Terça-feira, 24 de Outubro de 2017
ISSN 1519-7670 - Ano 19 - nº963

TV EM QUESTãO > TV POR ASSINATURA

Receita da TV paga vai crescer menos

Por Cibelle Bouças em 06/08/2013 na edição 758
Reproduzido do Valor Econômico, 31/7/2013; intertítulo do OI

Após três anos consecutivos com crescimento da ordem de 30%, o mercado de TV por assinatura vai apresentar em 2013 um incremento menos robusto, de aproximadamente 18%, alcançando uma receita de R$ 28 bilhões. A estimativa foi divulgada ontem pela Associação Brasileira de Televisão por Assinatura (ABTA) e é inferior à projeção feita anteriormente, de R$ 30 bilhões.

Em número de assinaturas, a expectativa da ABTA é de um incremento no ano de 14,2%, para 18,5 milhões de clientes. No primeiro trimestre, o setor apresentou um aumento de 15,7% em receita, para R$ 6,5 bilhões, e uma ampliação da base de assinantes de 4,9%, para 17 milhões.

Oscar de Oliveira, presidente-executivo da ABTA, disse que o setor foi impactado pelo crescimento fraco da economia. Também afirmou que o mercado tem sido pressionado pela concorrência indireta de serviços de conteúdo on-line e pela pirataria. “Neste ano não teremos uma expansão tão expressiva, mas ainda assim o desempenho do setor será muito bom”, disse. O executivo acrescentou que os serviços de TV por assinatura estão presentes em 17 milhões de domicílios, o que representa 30% dos lares brasileiros. “Ainda há muito espaço para crescer nos próximos anos”, afirmou.

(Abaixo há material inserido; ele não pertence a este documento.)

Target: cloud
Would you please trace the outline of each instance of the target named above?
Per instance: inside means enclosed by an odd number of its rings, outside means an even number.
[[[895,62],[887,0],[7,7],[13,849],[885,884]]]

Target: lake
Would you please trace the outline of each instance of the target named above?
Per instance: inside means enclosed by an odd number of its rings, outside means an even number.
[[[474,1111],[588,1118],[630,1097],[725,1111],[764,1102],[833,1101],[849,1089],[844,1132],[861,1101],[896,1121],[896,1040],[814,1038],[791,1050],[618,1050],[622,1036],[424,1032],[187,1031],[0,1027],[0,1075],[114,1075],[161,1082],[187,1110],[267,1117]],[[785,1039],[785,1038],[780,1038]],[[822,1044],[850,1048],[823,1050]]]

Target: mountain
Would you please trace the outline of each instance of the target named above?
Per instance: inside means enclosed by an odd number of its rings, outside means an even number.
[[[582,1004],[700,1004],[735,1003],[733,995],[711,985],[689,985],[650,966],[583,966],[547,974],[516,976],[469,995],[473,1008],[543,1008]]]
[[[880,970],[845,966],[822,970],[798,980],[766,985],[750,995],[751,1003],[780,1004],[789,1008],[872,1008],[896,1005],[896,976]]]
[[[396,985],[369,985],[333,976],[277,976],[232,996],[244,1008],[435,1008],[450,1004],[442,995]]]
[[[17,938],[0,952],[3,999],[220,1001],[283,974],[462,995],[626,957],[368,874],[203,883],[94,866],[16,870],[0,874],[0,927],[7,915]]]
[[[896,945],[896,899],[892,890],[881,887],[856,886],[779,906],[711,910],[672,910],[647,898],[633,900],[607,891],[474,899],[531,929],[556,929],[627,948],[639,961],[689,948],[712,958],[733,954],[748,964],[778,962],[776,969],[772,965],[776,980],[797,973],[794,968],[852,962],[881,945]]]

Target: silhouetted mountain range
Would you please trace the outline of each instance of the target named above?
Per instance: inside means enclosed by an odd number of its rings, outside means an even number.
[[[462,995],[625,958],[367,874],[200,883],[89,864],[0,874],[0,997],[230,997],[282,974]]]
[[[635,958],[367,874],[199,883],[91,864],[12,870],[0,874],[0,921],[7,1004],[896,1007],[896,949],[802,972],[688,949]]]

Neste ano, a expansão da TV por assinatura no país deve-se em parte à ampliação da oferta dos serviços em localidades que ainda não eram atendidas pelas principais competidoras do setor. Oliveira também disse que houve um avanço da demanda por planos com canais em alta definição (HD). Esses serviços foram lançados no país entre 2010 e 2011 e já representam 20% da base de assinantes, disse o executivo.

Preço médio

O setor de TV por assinatura ampliou de forma significativa a oferta de conteúdos nacionais, atendendo às mudanças impostas pela Lei da TV por Assinatura (Lei 12.485/2011). De acordo com dados da Agência Nacional de Cinema (Ancine), no acumulado de 12 meses até junho, a produção de obras brasileiras para TV certificadas totalizou 2.851 títulos, um crescimento de 244,3% em relação aos 12 meses anteriores.

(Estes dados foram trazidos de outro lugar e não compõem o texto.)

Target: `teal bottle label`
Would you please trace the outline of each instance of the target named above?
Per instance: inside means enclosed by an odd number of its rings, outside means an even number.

Além da inclusão de mais conteúdo nacional na programação das emissoras de TV paga, o setor apresentou um aumento da oferta de canais brasileiros na grade das operadoras. Nos últimos 12 meses foram criados seis canais brasileiros: Curta! (da Synapse), Arte 1 (da Bandeirantes), Fashion TV Brazil e Travel Box (Grupo Box Brazil), Super Mix (Lsat Programadora e Produtora) e Fish TV. De acordo com a ABTA, há no país em operação 122 canais pagos, sendo que 46 emissoras transmitem conteúdo em alta definição. No ano passado, havia 31 canais em HD.

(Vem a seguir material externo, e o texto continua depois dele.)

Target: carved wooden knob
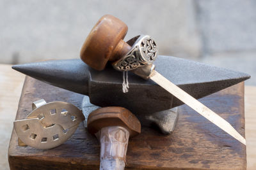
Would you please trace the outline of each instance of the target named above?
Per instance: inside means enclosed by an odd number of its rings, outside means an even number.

O aumento da oferta de conteúdo exerceu seu efeito sobre os preços dos pacotes. De acordo com cálculos da Fundação Instituto de Pesquisas Econômicas (Fipe), o preço médio pago por canal pago aumentou 32,2% entre 2012 e 2013, para 57 centavos de dólar. Os preços foram equalizados pelo índice Big Mac, da revista “The Economist”. Apesar do aumento, o preço médio pago no Brasil está abaixo da média mundial, de US$ 0,65 por canal. O preço médio dos pacotes é de US$ 23,25 por mês no país, também abaixo da média global, de US$ 27,43.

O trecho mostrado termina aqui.